Oh, you little dickens. Look what you've gone and done. You've turned me into one of those cougar women, chowing down on the smaller and more helpless.

How the hell did you get in my grocery cart, anyway? Did you grow legs?

First I was in love with that Extra Large Hershey's Symphony, which was bad enough, and now I've gone and become one of those older women preying on the young. Come here, little chocolate. Come on over and see what it is a mature lady has for you, yes? I've got it going, you young 'un, you. Let me show you exactly how it works, and who is boss.

You are the boss, baby. You are chocolate. You are milk chocolate and you are smooth and creamy. You are instant gratification. You are me at the age of seventeen, when I could wiggle my butt and make the boys pant without even knowing it. That age when I could toss out a "come hither" look and wait for the wolf whistle. Yeah, that's who you are. You think you're the king, don't you, baby.

But I'm the older woman in this relationship. I'm the adult, don't you forget it. So get your little ass out of my grocery cart next time I'm in the store. Stop wolf whistling at me, 'cause I ain't having none of it, not me. I am a married woman with a great big behind and I aim to put a stop to that.

And I can't put a stop to that with you hangin' on my every word, now can I? I can't make that big butt disappear when you keep calling out my name, still whispering in my ear every darn time I enter the supermarket. Stop that singing, do you hear me? I am old enough to know better and I demand that you stop that siren song.
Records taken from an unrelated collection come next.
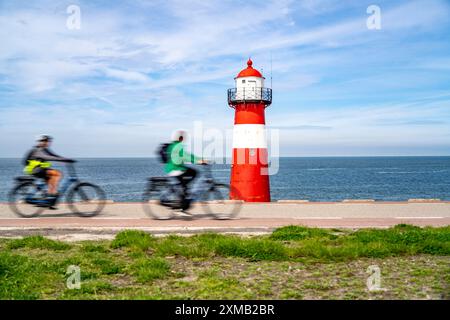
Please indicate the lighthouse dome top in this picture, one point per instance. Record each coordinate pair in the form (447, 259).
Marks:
(249, 71)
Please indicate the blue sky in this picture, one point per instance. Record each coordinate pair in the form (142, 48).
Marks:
(137, 70)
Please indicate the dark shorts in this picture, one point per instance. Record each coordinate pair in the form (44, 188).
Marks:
(41, 173)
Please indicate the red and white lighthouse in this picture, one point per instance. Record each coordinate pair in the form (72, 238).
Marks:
(249, 168)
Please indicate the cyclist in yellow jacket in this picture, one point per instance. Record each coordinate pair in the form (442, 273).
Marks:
(37, 164)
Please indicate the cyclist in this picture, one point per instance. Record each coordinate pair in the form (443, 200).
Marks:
(36, 164)
(176, 158)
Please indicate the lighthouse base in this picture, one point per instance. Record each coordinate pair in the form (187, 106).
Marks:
(250, 179)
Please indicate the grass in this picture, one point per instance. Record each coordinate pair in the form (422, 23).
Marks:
(292, 263)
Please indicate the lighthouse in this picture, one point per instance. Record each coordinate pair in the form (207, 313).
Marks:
(249, 165)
No more wiggling that little edge of paper, no more hiding that "220 calories" mark behind some other piece of candy. You show yourself for what you are, you little flirt. Yeah, don't tell me you like me big and round. I don't want to hear that talk, that's for somebody else with a grocery cart. You turn around now, and go on back home to that Hershey's Symphony bar. He'll tell you. I gave him up for good.

You're going next. Yes, you are. I said, yes you are. You heard me. Go on, now. Go. I want to see your behind heading out toward that trash can.

Don't whimper at me. I don't want to see those chocolate puppy dog eyes. Turn around now. Stop whining.

Well, ok. Maybe you can stay overnight. Just this once.